A Neural Scaling Law from Lottery Ticket Ensembling

Ziming Liu,Max Tegmark
2024-02-02
Abstract:Neural scaling laws (NSL) refer to the phenomenon where model performance improves with scale. Sharma & Kaplan analyzed NSL using approximation theory and predict that MSE losses decay as $N^{-\alpha}$, $\alpha=4/d$, where $N$ is the number of model parameters, and $d$ is the intrinsic input dimension. Although their theory works well for some cases (e.g., ReLU networks), we surprisingly find that a simple 1D problem $y=x^2$ manifests a different scaling law ($\alpha=1$) from their predictions ($\alpha=4$). We opened the neural networks and found that the new scaling law originates from lottery ticket ensembling: a wider network on average has more "lottery tickets", which are ensembled to reduce the variance of outputs. We support the ensembling mechanism by mechanistically interpreting single neural networks, as well as studying them statistically. We attribute the $N^{-1}$ scaling law to the "central limit theorem" of lottery tickets. Finally, we discuss its potential implications for large language models and statistical physics-type theories of learning.

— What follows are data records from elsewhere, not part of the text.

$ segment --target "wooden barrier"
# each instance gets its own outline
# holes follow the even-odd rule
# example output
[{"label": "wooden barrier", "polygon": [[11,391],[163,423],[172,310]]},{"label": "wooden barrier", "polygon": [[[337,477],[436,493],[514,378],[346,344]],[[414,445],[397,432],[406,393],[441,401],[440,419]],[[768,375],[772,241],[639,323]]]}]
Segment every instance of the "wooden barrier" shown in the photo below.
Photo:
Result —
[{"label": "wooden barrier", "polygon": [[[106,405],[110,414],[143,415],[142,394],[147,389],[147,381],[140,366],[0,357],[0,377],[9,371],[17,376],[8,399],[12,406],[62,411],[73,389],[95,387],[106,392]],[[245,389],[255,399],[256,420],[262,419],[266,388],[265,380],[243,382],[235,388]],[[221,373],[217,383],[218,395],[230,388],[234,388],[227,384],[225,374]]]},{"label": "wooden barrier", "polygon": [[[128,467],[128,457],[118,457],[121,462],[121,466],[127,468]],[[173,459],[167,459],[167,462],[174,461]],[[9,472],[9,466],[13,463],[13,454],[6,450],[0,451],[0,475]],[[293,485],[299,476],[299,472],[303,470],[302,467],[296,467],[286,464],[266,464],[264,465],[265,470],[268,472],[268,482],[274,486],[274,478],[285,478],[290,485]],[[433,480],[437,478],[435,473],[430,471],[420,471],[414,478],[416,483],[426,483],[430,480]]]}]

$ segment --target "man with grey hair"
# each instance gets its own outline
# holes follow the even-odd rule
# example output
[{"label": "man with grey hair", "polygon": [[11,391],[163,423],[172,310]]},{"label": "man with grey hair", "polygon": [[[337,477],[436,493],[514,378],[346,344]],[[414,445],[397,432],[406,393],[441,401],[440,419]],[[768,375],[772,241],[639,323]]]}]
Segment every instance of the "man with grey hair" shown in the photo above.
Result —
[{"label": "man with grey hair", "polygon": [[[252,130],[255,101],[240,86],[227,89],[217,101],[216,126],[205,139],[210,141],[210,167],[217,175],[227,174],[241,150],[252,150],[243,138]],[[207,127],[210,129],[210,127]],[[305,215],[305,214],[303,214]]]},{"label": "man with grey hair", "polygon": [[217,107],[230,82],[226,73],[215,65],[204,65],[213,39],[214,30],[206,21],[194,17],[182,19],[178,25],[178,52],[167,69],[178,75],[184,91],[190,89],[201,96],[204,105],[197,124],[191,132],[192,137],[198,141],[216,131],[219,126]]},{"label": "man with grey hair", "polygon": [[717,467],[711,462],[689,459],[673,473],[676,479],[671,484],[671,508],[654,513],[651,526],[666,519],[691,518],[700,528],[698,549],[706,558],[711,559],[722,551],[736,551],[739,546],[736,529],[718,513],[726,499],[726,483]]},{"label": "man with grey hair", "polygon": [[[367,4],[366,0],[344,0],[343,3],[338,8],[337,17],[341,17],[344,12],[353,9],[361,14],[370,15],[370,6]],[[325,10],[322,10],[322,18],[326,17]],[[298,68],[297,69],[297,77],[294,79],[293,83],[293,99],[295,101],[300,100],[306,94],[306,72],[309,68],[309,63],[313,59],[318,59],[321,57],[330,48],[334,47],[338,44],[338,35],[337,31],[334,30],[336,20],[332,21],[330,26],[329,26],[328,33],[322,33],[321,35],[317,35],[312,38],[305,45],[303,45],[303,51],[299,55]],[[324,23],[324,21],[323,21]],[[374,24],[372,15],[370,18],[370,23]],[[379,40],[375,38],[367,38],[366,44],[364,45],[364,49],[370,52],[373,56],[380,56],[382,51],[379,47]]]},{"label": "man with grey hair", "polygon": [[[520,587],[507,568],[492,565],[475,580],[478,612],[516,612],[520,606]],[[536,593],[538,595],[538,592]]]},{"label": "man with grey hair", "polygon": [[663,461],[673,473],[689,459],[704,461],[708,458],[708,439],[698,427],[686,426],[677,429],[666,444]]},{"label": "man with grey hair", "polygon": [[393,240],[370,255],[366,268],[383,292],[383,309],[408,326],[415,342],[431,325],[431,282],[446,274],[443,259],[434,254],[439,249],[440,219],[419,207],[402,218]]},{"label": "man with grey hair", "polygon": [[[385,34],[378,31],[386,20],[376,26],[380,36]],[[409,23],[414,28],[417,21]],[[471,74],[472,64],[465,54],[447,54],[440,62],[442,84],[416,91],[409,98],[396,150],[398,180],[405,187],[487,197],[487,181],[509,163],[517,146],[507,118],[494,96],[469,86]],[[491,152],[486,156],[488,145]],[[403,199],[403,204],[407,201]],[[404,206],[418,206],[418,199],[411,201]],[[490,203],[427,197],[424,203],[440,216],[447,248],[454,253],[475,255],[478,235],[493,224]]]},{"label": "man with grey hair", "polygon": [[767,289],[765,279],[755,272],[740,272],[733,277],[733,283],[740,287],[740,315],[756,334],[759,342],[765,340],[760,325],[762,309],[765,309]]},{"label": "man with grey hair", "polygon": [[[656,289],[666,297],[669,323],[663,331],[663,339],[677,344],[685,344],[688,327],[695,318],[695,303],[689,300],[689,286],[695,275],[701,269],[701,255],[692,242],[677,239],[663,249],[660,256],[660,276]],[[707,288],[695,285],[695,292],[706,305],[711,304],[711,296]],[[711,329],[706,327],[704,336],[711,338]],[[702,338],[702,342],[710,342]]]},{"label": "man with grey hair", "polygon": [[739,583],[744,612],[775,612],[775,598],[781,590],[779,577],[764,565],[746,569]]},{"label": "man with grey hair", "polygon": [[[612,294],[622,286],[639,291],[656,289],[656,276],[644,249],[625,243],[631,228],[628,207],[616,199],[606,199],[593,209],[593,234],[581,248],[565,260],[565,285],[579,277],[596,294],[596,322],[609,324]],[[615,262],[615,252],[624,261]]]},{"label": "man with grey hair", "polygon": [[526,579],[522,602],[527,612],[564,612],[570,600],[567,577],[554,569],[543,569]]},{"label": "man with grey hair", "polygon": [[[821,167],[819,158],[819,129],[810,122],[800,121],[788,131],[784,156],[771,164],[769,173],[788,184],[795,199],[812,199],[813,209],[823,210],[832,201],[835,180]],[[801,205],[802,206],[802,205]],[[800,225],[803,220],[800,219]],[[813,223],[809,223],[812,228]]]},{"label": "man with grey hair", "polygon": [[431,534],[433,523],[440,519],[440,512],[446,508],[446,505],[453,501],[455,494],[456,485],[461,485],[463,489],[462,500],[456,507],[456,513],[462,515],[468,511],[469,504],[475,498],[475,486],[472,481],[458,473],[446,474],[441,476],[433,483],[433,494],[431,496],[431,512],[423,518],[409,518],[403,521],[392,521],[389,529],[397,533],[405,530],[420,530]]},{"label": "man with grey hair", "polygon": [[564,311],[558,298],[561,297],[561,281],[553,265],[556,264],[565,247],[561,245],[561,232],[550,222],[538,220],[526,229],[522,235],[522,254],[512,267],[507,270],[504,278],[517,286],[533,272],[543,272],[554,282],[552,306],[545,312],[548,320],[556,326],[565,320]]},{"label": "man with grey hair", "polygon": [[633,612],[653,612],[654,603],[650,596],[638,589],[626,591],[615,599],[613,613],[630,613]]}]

Machine Learning,Artificial Intelligence,Data Analysis, Statistics and Probability
What problem does this paper attempt to address?
The problem this paper attempts to address is the phenomenon of performance improvement in neural networks as they scale (i.e., Neural Scaling Laws, NSL). Specifically, the authors have discovered a new neural scaling law, where the loss function decays as \( N^{-1} \) with the increase in the number of model parameters. This finding differs from the predictions of existing theories, particularly for simple 1-dimensional problems like \( y = x^2 \), where current approximation theories fail to accurately predict this decay pattern. The authors explain this new scaling law by analyzing the "Lottery Tickets" mechanism, suggesting that wider networks generally possess more "lottery tickets," which can be integrated to reduce the variance of the output. Additionally, the authors explore the potential implications of this mechanism for large-scale language models and statistical physics-like theories of learning. In summary, the paper aims to reveal a new neural scaling mechanism and provide an understanding of the principles behind it.